10. Summary: Key Formulas#
| Concept | Formula |
|---|---|
| Projection | $\lambda \mathbf{p} = K[R \mid t]\mathbf{P}$ |
| Epipolar Constraint | $\mathbf{p’}^T F \mathbf{p} = 0$ |
| Essential Matrix | $E = [t]_\times R$ |
| F and E Relationship | $F = K’^{-T} E K^{-1}$ |
| Epipolar Line | $l’ = F\mathbf{p}$ |
| Depth from Disparity | $Z = \frac{f \cdot B}{d}$ |
| Depth Error | $\delta Z = -\frac{Z^2}{fB}\delta d$ |
11. OpenCV Function Reference#
| Concept | OpenCV Function |
|---|---|
| Camera Calibration | cv2.calibrateCamera() |
| Stereo Calibration | cv2.stereoCalibrate() |
| Rectification Parameters | cv2.stereoRectify() |
| Rectification Maps | cv2.initUndistortRectifyMap() |
| Apply Rectification | cv2.remap() |
| Fundamental Matrix | cv2.findFundamentalMat() |
| Essential Matrix | cv2.findEssentialMat() |
| Stereo Matching (BM) | cv2.StereoBM_create() |
| Stereo Matching (SGBM) | cv2.StereoSGBM_create() |
| Disparity to 3D | cv2.reprojectImageTo3D() |
12. Practical Considerations#
12.1 Choosing Baseline#
Small Baseline Large Baseline
┌───┐ ┌───┐ ┌───┐ ┌───┐
│ L │ │ R │ │ L │ │ R │
└───┘ └───┘ └───┘ └───┘
│◄─ B ─►│ │◄─── B ────►│
+ Better for close objects + Better depth resolution
+ Fewer occlusions + Works for far objects
- Poor depth at distance - More occlusions12.2 Disparity Range Selection#
- $d_{min}$: Based on maximum expected depth: $d_{min} = fB/Z_{max}$
- $d_{max}$: Based on minimum expected depth: $d_{max} = fB/Z_{min}$
12.3 Common Issues#
- Textureless regions: Add structured light or use segment-based methods
- Occlusions: Left-right consistency check
- Repetitive patterns: Use larger matching windows
- Specular reflections: Multi-view fusion or polarization filtering
References#
Hartley, R., & Zisserman, A. (2003). Multiple View Geometry in Computer Vision. Cambridge University Press.

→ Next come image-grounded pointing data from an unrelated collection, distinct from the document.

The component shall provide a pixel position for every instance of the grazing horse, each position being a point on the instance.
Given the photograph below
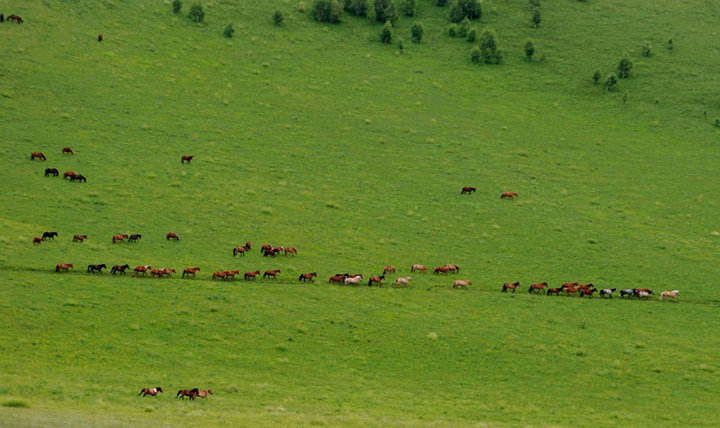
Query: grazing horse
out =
(119, 269)
(271, 273)
(508, 286)
(672, 294)
(141, 269)
(403, 282)
(537, 288)
(458, 283)
(253, 274)
(422, 268)
(192, 393)
(150, 391)
(607, 292)
(63, 267)
(190, 271)
(49, 235)
(96, 268)
(120, 238)
(307, 277)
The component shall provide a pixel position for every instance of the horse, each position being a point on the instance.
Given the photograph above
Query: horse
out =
(307, 277)
(190, 271)
(413, 268)
(150, 391)
(458, 283)
(271, 273)
(403, 282)
(120, 238)
(537, 288)
(508, 286)
(119, 269)
(607, 292)
(141, 269)
(63, 267)
(672, 294)
(192, 393)
(49, 235)
(96, 268)
(253, 274)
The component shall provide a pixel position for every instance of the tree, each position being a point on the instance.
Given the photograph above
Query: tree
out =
(529, 49)
(327, 11)
(624, 67)
(416, 32)
(197, 13)
(386, 33)
(488, 48)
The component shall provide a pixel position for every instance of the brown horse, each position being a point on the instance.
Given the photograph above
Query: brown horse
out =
(508, 286)
(422, 268)
(251, 275)
(63, 267)
(307, 277)
(190, 271)
(271, 273)
(150, 391)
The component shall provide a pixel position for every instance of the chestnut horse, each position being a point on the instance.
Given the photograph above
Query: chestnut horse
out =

Szeliski, R. (2010). Computer Vision: Algorithms and Applications. Springer.
Hirschmüller, H. (2005). “Accurate and Efficient Stereo Processing by Semi-Global Matching and Mutual Information.” CVPR.
Fusiello, A., Trucco, E., & Verri, A. (2000). “A Compact Algorithm for Rectification of Stereo Pairs.” Machine Vision and Applications.
Bouguet, J. Y. (2008). “Camera Calibration Toolbox for Matlab.”